Tatsächlich ist der Mensch nur im Team mit seinen Mikroben lebensfähig. Homo sapiens und seine «freundlichen Mitbewohner» bilden quasi einen Superorganismus. Unsere Mikroben besiedeln den bis zu 8 Meter langen Darm und bilden einen fast 300 Quadratmeter großen Bakterienrasen. Die Gesamtheit aller im Verdauungstrakt tätigen Mikroorgansimen und deren Gene ergeben das Mikrobiom.

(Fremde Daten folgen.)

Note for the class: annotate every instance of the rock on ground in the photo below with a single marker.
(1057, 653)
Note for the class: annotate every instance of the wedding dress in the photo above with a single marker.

Welche Mikroorganismen genau in uns arbeiten, ist bis heute allerdings bei weitem nicht bekannt. Nachgewiesen wurden bisher 1500 verschiedene Arten, wobei jeder gesunde Mensch etwa 500 davon im Verdauungstrakt beherbergt. Die Unterschiede von Mensch zu Mensch sind dabei groß, sodass jeder wohl über ein einzigartiges Mikrobiom verfügt. Mittlerweile gehen Forscher aber davon aus, dass es gar nicht so wichtig ist, Spezies für Spezies des Bakterienzoos zu bestimmen. Vielmehr kommt es auf seine Gene und deren Funktionen an. Diese summieren sich auf beachtliche 10 Millionen. Dagegen besteht das menschliche Erbgut nur aus 25 000 Genen. Forschende vermuten, dass der mikrobielle Stoffwechsel mit verschiedenen Krankheiten in Zusammenhang steht. Neben den typischen, mit der Nahrung und dem Darm in Verbindung stehenden Krankheiten liegt hier ein besonderes Augenmerk auf Autoimmunerkrankungen. So weicht zum Beispiel das Mikrobiom von Übergewichtigen und Diabetikern von dem von Schlanken und Gesunden ab. Vor allem die Vielfalt der Mikroben ist bei ersteren vermindert. Diese Verbindung wurde in Tiermodellen sehr eindrücklich gezeigt, indem man das Darmmikrobiom einer fettleibigen Maus entnommen hat und es in eine gesunde Maus übertrug, welche daraufhin ebenfalls übergewichtig wurde. Menschen mit einer entzündlichen Darmerkrankung wie Morbus Crohn oder Colitis ulcerosa haben ebenfalls ein verändertes und in der Artenzahl vermindertes Darmmikrobiom [1]. Sogar Autismus und das Mikrobiom hängen nach neusten Erkenntnissen zusammen. Endgültig geklärt ist allerdings nicht, ob sich die Darmbewohner infolge der Krankheit verändern oder die andersartige Bakterienzusammensetzung die Erkrankung auslöst.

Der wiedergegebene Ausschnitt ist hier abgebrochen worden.